Generated by GPT-5-mini| Joerg Endrullis | |
|---|---|
| Name | Joerg Endrullis |
| Nationality | German |
| Fields | Computer science, Theoretical computer science, Automata theory, Term rewriting |
| Workplaces | Radboud University Nijmegen, University of Stuttgart |
| Alma mater | University of Stuttgart |
| Doctoral advisor | Hans Zantema |
Joerg Endrullis is a German computer scientist known for contributions to automata theory, term rewriting, and the analysis of infinite words and stream processing. He has held academic positions at institutions including Radboud University Nijmegen and the University of Stuttgart, and he has collaborated with researchers across Europe and North America. His work bridges theoretical foundations and practical analysis techniques used in formal verification, programming language semantics, and symbolic computation.

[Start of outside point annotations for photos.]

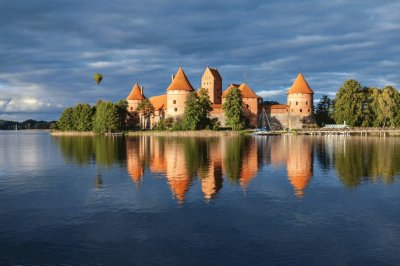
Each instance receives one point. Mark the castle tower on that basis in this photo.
(134, 98)
(212, 81)
(300, 98)
(177, 93)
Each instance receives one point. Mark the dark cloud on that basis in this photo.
(49, 50)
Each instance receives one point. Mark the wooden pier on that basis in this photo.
(384, 132)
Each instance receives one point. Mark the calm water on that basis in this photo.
(188, 201)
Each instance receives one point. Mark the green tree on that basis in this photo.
(66, 121)
(233, 109)
(386, 103)
(193, 112)
(106, 118)
(197, 110)
(83, 117)
(349, 104)
(122, 107)
(146, 108)
(324, 111)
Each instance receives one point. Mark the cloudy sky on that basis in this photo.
(50, 49)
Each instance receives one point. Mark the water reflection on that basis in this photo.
(359, 159)
(238, 160)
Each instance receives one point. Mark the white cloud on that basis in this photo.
(26, 104)
(271, 93)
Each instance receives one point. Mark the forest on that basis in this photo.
(360, 106)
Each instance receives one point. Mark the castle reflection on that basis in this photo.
(238, 159)
(210, 162)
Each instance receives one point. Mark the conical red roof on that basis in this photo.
(136, 93)
(247, 92)
(180, 82)
(300, 85)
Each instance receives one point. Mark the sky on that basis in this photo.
(50, 49)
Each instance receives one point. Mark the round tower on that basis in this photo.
(134, 98)
(300, 98)
(177, 93)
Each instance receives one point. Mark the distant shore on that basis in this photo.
(210, 133)
(197, 133)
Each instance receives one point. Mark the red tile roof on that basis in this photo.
(136, 93)
(159, 102)
(247, 92)
(278, 106)
(228, 89)
(300, 85)
(180, 82)
(215, 73)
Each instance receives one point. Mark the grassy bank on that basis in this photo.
(196, 133)
(72, 133)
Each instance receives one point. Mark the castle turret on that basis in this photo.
(135, 97)
(212, 81)
(177, 93)
(300, 98)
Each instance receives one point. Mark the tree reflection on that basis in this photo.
(360, 159)
(206, 162)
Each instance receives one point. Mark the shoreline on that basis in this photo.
(198, 133)
(383, 132)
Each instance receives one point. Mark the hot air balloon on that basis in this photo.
(98, 78)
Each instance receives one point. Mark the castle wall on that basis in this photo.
(300, 104)
(251, 110)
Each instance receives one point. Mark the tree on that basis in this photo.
(349, 104)
(197, 110)
(66, 121)
(122, 107)
(82, 117)
(233, 109)
(193, 113)
(146, 108)
(386, 103)
(106, 118)
(324, 111)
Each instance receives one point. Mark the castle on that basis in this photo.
(295, 114)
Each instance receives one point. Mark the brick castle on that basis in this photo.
(295, 114)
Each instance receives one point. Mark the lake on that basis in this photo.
(297, 200)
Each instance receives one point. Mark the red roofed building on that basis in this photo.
(297, 111)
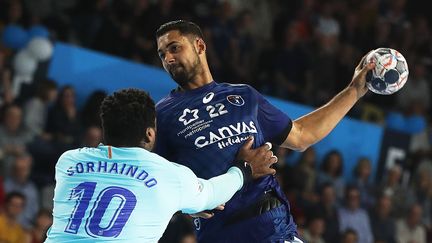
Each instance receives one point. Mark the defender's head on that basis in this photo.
(181, 49)
(128, 119)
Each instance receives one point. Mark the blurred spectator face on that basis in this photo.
(22, 167)
(353, 199)
(394, 175)
(15, 11)
(15, 207)
(423, 181)
(334, 164)
(180, 56)
(52, 95)
(364, 169)
(350, 237)
(13, 118)
(68, 97)
(316, 227)
(384, 206)
(415, 215)
(328, 195)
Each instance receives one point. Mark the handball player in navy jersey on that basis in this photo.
(204, 122)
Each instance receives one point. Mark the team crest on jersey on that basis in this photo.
(236, 100)
(189, 116)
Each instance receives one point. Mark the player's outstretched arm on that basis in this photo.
(203, 194)
(314, 126)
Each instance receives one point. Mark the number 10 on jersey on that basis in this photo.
(83, 193)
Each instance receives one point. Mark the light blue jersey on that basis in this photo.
(128, 194)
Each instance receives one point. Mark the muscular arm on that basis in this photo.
(203, 194)
(314, 126)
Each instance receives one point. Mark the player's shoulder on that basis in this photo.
(79, 153)
(235, 86)
(164, 102)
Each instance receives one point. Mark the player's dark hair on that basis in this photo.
(125, 116)
(183, 26)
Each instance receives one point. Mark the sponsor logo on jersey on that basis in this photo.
(236, 100)
(189, 116)
(227, 135)
(208, 97)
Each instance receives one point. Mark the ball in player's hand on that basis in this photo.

Endrullis grew up in Germany and pursued studies in computer science at the University of Stuttgart, where he completed his doctoral work under the supervision of Hans Zantema. His doctoral research situated him within communities focused on term rewriting systems, automata theory, and the semantics of infinite data structures. During this period he engaged with seminars and research groups connected to institutions such as the Max Planck Institute for Informatics, the Technical University of Munich, and the University of Cambridge.
Endrullis has held research and teaching posts at the University of Stuttgart and later at Radboud University Nijmegen, contributing to collaborative projects with teams from Eindhoven University of Technology, CNRS, and MPI-SWS. He has been an active participant and organizer in international conferences including ICFP, LICS, RTA, CADE, and FSCD, and has served on program committees for venues such as ICALP and CAV. His academic service includes editorial roles for journals associated with Springer, Elsevier, and the ACM, and he has been involved with EU-funded initiatives and bilateral research programs with groups at University of Oxford, École Polytechnique, and KTH Royal Institute of Technology.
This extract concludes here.